HackIT Data Driven Guidelines

Access to data#

To comply with security best practices, Hackney’s preference is to follow the “least-privilege” access model.

Per environment#

Development Should only contain dummy/test data. Access to it by all developers for debugging purposes.

Staging Should only contain dummy/test data or obfuscated real data. Access to it by all developers for debugging purposes.

Production Should contain real data Limited direct access to the database - only few selected people for support purposes Auditing enabled for access and queries against the data

How will the data be accessed?#

All access to data, aside from limited support purposes, should happen via APIs.

For all consumers, all data interactions (CRUD) should happen via an existing API endpoint.

  • All of our APIs need to be protected via the Lambda authorizer built by Hackney.
    • More can be found in our Playbook here.
  • Requesting access to our APIs will be moved to the Developer Hub (TBC)
  • As many of our APIs are reusable, a Data contract will need to be digitally signed to confirm purposes of accessing the data (TBC)

Exceptions to the above

  • Any legacy applications that do not support API consumption (if this is your use case, please discuss this with Rashmi Shetty as the PO of our reusable components).

Reporting data#

As Hackney is moving towards a “no database direct access” way of working, this affects the way reporting tools will access data. For reporting purposes, any BI tool needs to access the data via an API (as an interim solution).
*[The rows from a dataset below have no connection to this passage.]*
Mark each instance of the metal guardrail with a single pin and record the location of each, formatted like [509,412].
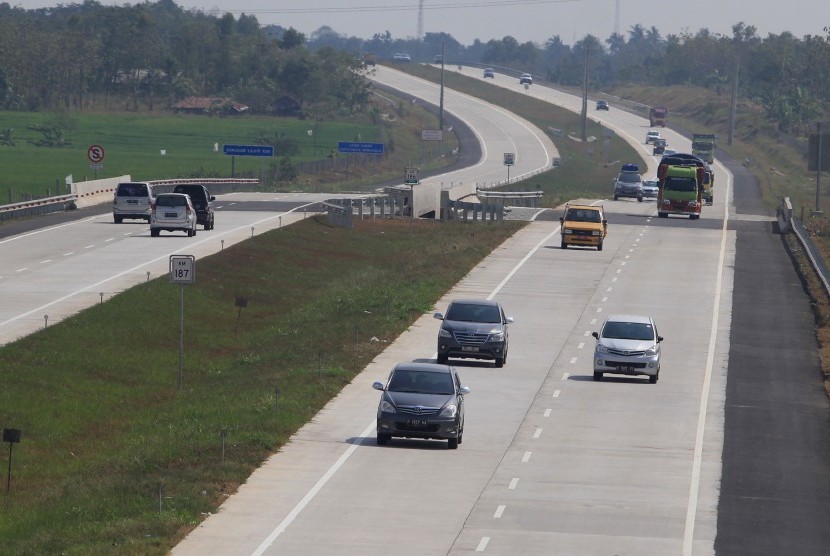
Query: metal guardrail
[36,207]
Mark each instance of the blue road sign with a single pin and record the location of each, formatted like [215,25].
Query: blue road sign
[248,150]
[355,147]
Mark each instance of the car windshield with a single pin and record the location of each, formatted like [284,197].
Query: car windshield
[581,215]
[170,201]
[629,177]
[469,312]
[422,382]
[628,331]
[132,190]
[674,183]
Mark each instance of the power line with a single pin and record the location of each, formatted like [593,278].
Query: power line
[404,7]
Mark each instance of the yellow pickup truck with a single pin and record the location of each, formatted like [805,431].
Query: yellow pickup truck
[583,225]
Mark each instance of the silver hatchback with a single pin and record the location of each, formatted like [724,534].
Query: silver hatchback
[173,212]
[627,345]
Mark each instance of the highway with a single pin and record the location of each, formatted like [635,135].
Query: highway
[552,462]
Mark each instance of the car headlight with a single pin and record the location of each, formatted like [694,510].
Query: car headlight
[449,411]
[497,335]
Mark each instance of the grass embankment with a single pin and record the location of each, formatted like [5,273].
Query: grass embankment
[777,161]
[105,428]
[587,169]
[133,144]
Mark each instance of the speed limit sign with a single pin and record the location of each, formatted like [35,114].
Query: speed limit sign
[95,153]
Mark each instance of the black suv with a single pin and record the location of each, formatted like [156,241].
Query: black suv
[474,329]
[202,202]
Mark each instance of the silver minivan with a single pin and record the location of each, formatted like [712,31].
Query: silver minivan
[132,200]
[173,212]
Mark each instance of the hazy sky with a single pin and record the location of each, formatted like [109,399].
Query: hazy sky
[524,20]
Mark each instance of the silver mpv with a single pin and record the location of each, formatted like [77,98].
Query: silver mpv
[627,345]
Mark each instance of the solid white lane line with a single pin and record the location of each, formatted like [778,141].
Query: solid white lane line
[694,484]
[292,515]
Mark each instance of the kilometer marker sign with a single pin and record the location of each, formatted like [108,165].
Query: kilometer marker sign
[95,153]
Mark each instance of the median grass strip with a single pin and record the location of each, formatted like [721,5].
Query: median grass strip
[116,458]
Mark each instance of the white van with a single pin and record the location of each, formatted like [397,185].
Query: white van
[133,200]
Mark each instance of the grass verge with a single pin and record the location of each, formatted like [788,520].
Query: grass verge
[116,459]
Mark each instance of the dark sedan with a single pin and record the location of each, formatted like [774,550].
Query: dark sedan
[421,400]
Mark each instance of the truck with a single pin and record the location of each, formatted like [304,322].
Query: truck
[583,225]
[681,186]
[658,115]
[703,146]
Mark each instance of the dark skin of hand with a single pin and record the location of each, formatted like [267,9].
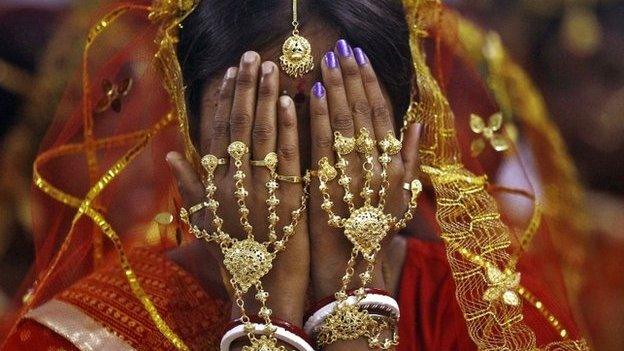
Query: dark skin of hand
[246,105]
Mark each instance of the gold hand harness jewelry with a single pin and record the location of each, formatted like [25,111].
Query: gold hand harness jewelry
[248,260]
[365,227]
[296,59]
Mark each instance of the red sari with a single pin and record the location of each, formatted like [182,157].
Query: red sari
[100,312]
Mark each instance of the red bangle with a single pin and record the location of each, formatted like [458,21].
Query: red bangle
[275,321]
[329,299]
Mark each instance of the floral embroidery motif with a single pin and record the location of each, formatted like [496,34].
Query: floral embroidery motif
[113,93]
[503,286]
[488,133]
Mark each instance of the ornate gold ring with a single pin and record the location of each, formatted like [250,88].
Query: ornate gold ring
[269,161]
[290,179]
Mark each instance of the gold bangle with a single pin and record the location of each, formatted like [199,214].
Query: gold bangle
[290,179]
[269,161]
[210,162]
[196,208]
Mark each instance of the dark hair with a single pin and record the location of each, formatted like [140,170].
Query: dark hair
[218,32]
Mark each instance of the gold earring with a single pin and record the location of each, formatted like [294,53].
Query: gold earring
[296,59]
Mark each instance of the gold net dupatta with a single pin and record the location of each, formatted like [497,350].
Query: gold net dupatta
[167,14]
[478,242]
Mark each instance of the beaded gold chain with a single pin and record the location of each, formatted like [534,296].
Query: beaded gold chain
[248,260]
[365,228]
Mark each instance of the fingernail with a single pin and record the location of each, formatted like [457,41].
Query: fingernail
[360,56]
[318,90]
[330,60]
[171,156]
[267,67]
[250,57]
[285,101]
[343,48]
[230,73]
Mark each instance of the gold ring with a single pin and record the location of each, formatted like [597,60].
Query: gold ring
[237,150]
[290,179]
[414,186]
[270,161]
[197,208]
[210,162]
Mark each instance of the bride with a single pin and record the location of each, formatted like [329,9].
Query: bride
[243,174]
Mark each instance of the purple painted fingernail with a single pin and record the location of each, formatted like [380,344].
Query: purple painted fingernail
[330,60]
[343,48]
[318,90]
[360,56]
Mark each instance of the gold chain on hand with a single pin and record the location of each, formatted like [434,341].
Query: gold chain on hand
[365,227]
[248,260]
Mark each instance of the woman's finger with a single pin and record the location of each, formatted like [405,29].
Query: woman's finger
[321,132]
[189,184]
[340,119]
[264,135]
[380,113]
[288,142]
[354,88]
[244,105]
[340,113]
[221,121]
[410,151]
  • A Specific Reporting API, providing a full list of records per entity, is available for this purpose. You can find more about how to use and access it here (TBC).
  • Any new requests for additional endpoints, to access entities, which are not already covered by the Reporting API, should be sent to Rashmi Shetty

Future goals - reporting data#

Currently, there is an ongoing data platform project that aims to build a data lake and an easier and more consistent way to digest data for reporting and analytics purposes.
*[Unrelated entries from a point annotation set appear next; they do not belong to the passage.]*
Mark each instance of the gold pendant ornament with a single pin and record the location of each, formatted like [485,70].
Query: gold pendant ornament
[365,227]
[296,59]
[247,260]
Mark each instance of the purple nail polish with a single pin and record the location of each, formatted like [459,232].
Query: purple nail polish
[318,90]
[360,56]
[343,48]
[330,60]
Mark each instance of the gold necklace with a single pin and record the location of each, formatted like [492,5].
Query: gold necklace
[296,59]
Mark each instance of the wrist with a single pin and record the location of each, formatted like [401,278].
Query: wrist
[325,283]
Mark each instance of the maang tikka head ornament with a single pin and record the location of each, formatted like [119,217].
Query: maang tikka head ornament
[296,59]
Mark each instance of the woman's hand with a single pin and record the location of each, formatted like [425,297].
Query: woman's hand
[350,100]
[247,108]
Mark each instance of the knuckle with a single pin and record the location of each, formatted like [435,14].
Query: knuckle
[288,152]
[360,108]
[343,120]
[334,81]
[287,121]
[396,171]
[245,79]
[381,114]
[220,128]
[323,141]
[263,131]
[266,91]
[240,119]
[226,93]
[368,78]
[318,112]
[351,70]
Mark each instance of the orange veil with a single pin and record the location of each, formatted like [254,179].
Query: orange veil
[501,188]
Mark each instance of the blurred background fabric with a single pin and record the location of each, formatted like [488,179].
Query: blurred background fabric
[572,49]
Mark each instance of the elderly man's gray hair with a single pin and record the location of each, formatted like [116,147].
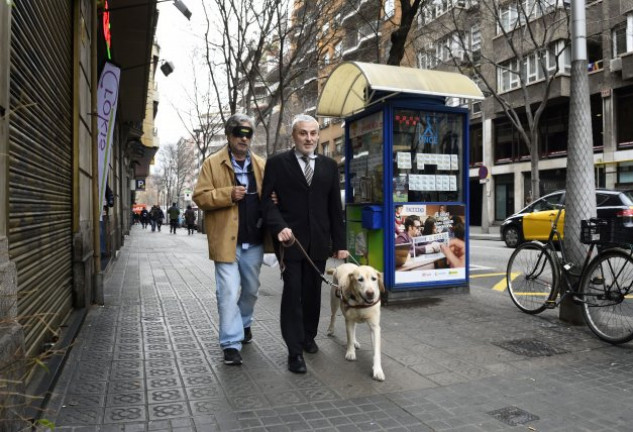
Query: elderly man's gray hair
[237,120]
[302,118]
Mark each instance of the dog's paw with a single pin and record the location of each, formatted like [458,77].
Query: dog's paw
[378,375]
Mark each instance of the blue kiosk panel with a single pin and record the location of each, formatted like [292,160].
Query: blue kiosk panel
[407,192]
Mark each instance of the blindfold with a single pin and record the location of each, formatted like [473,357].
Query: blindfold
[242,131]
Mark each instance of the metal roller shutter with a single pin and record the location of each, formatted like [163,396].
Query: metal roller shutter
[40,177]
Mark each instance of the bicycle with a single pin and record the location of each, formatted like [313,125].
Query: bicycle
[603,286]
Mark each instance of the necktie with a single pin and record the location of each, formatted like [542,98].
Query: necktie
[308,172]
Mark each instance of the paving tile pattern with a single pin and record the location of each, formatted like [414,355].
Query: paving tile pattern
[149,360]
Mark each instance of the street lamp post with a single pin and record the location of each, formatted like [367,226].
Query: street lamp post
[581,193]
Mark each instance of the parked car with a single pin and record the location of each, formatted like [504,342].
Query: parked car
[534,221]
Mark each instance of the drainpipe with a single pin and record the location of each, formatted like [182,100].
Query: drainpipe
[97,202]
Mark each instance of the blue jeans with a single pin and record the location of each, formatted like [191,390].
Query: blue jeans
[235,305]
The proposed Reporting APIs approach is an interim solution until the data lake is ready for use.

Future goals include:

  • Leverage new Events Driven Architecture (EDA) approach to capture data updates
  • Update data in Data lakes using the events published as part of our EDA approach
  • Reporting tools connect to data lakes, instead of to APIs accessing operational databases.

How to design data domain driven APIs#

At Hackney, our preference is to build Platform APis as microservices. We also have the concept of Service API, used for very specific use cases.

Platform vs Service API

  • All of our Platform APIs are micro services - they are independent and serve a single purpose, which is interacting with data from a single domain.
  • When designing Platform APIs, you first need to know the data domain you are building it for as this drives the design of your APIs.
  • Platform APIs should not be built with a single project’s use case in mind.
  • Platform APIs should be built with reusability with mind
    • This means always returning all available fields for a certain domain.
      • It is the responsibility of the consuming service to only consume and use the data they need!
    • Data should not be manipulated to fit a specific requirement.
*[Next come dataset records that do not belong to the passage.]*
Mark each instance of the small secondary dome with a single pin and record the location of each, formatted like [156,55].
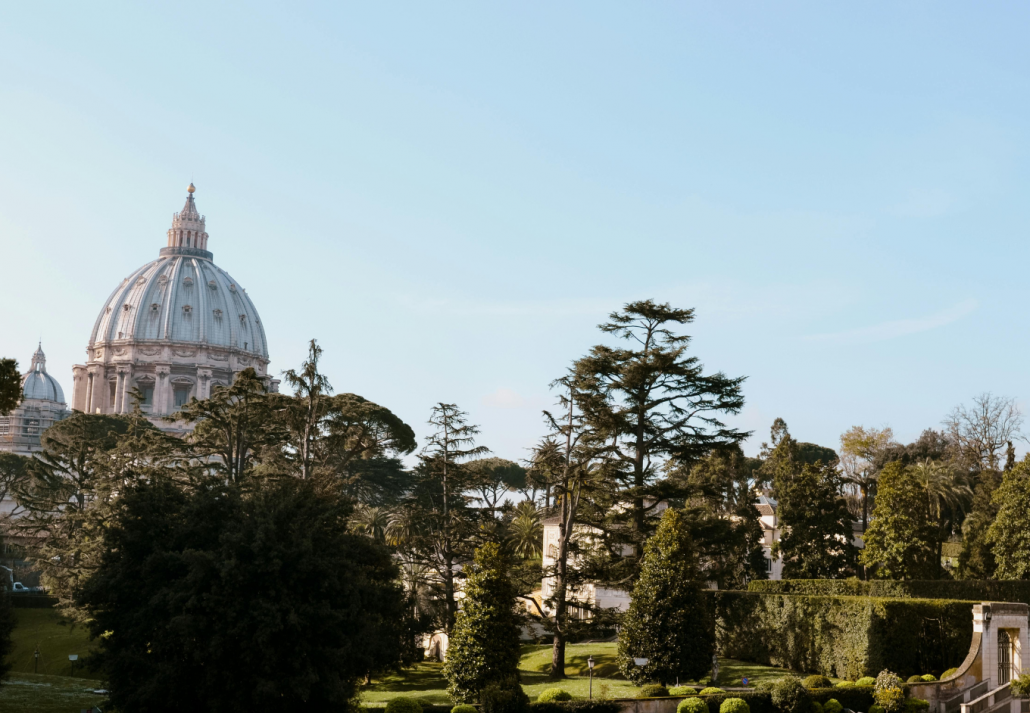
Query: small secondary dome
[39,385]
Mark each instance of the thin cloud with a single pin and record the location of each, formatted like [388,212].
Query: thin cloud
[897,328]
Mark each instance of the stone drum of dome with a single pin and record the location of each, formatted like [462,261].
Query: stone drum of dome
[174,329]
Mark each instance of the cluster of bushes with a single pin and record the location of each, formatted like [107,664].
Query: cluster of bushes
[962,589]
[842,636]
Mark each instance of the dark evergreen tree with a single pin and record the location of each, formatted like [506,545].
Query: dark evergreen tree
[650,402]
[220,600]
[900,542]
[484,645]
[817,528]
[10,386]
[1007,534]
[668,621]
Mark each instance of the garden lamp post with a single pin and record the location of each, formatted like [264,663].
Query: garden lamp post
[589,667]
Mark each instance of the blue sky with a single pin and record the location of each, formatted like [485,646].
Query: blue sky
[450,197]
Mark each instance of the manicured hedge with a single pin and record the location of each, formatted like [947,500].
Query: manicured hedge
[576,707]
[964,589]
[845,637]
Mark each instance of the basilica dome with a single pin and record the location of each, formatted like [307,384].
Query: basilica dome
[37,384]
[174,329]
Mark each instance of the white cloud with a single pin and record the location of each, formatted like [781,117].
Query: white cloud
[505,398]
[897,328]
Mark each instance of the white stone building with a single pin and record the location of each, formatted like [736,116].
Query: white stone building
[42,405]
[175,329]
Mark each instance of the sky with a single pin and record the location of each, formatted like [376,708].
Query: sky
[450,197]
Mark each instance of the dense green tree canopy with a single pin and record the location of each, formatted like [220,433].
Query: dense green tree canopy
[668,621]
[10,386]
[899,543]
[484,646]
[1008,535]
[215,600]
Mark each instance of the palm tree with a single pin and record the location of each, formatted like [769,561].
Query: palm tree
[949,496]
[371,521]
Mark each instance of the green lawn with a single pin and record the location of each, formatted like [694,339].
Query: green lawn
[39,693]
[426,681]
[56,638]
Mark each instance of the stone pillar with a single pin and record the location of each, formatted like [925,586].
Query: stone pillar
[116,406]
[126,387]
[162,393]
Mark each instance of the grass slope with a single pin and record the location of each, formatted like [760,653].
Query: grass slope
[426,681]
[56,638]
[39,693]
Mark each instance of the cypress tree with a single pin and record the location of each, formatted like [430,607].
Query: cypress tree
[668,621]
[484,645]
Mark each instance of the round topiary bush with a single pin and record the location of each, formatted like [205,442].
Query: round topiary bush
[817,682]
[653,690]
[790,695]
[888,691]
[691,706]
[404,705]
[734,706]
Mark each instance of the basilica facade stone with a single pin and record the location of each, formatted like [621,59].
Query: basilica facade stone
[175,329]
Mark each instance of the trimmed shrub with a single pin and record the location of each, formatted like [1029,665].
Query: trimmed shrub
[404,705]
[574,706]
[888,691]
[817,682]
[508,698]
[734,706]
[967,589]
[843,636]
[653,690]
[691,706]
[790,695]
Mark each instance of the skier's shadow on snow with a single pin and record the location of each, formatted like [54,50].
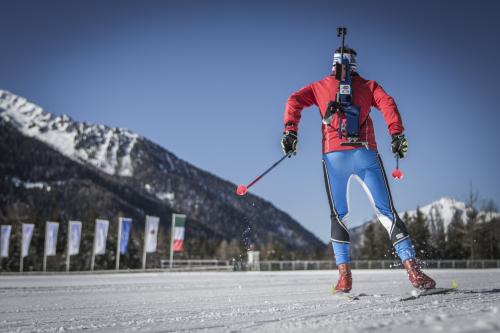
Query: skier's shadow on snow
[481,291]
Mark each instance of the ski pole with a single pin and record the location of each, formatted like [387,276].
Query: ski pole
[242,189]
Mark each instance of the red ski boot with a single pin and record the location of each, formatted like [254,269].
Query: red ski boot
[345,278]
[417,278]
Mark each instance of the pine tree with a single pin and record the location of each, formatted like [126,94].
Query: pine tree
[471,224]
[376,243]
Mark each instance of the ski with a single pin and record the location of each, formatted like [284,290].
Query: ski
[427,292]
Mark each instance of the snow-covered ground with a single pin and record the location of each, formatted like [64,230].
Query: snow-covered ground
[248,302]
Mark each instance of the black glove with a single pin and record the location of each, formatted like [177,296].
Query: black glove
[399,145]
[289,142]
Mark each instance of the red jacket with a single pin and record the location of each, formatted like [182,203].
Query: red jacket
[366,93]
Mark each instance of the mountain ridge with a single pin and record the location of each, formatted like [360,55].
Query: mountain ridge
[120,163]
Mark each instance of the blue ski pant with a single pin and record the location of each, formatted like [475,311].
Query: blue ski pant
[365,166]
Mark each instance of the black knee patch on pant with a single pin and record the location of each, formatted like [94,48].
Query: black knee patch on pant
[398,230]
[338,232]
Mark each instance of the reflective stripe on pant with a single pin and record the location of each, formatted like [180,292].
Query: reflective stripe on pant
[366,167]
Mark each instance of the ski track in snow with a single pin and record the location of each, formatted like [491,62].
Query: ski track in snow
[245,302]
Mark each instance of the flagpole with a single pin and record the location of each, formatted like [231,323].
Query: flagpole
[118,244]
[67,246]
[145,243]
[21,261]
[92,261]
[171,262]
[45,249]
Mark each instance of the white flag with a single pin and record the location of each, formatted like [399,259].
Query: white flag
[27,235]
[51,238]
[151,236]
[74,234]
[4,240]
[101,234]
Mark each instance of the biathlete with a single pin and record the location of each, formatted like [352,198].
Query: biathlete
[342,163]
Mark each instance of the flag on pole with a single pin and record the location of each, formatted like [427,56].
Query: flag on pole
[26,237]
[151,236]
[75,235]
[4,240]
[101,234]
[126,224]
[179,227]
[51,238]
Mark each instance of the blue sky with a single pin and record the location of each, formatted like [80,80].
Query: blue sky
[209,81]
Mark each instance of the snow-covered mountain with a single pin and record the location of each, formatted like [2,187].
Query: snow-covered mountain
[445,209]
[107,149]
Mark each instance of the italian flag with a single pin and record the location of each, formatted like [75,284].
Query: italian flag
[178,232]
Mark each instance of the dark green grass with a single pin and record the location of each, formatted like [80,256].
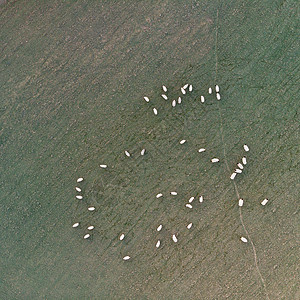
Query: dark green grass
[73,76]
Choosing the right data source#

  • For NoSQL data sources, our preference is to use DynamoDB as the engine.
  • For SQL, relational databases, our preference is to use PostgreSQL as the database engine.

As we have a hybrid approach, please refer to the criteria below for choosing the right database engine:

Assuming we know the main differences between a SQL and a NoSQL database, those are some of the questions which will help us to choose the right type of database for our domain/service when the choice is not obvious:

1. Do we have a lot of updates and very frequent updates per second?

  • Yes: PostgreSQL - A NoSQL DB is probably not the best solution because updates are more expensive than the reads, as we have to read and write a document.
  • No: DynamoDB. 2. Do we need to support a lot of queries on different entity’s properties (this question excludes search functionalities)?
  • Yes: PostgreSQL - Queries on properties different than Id and PartitionKey are anti-pattern for scaling out and so not suitable for NoSQL DB, those queries should be executed occasionally.
  • No: DynamoDB 3. Do we need low latency/sub-second data access? (this question excludes search functionalities)?
  • Yes: DynamoDB - When there is a need for low latency data access, NoSQL tends to be really fast and in the order of ~10ms
  • No: PostgreSQL 4. Is our data highly structured and predictable?
  • Yes: PostgreSQL - RDBMS are used when we now in advance the structure of the data and it does not change often (rigid structures)
  • No: DynamoDB - When our data structure changes and there is a need to have flexibility, NoSQL are a good choice 5. Do we need to be able to scale in the future?
  • Yes: DynamoDB - NoSQL databases are horizontally scalable.
  • No: PostgreSQL - RDBMS are not horizontally scalable, they can be scaled only vertically.

Where should data live?#

We use AWS as our cloud hosting provider and operate a multi-account strategy.

Each AWS account is either service area specific (e.g. Housing-Production) or is service specific, for larger services.

  • Data should live within the AWS account, specifying the purpose of the data and the domain the data is related to.
    • For example, housing specific data should live within the Housing AWS accounts.
  • This is so we can better manage the access to our data. Only people working on a project should have access to the data sources, holding the data related to that project (Production data should always have limited access). Everyone else should only access the data via APIs.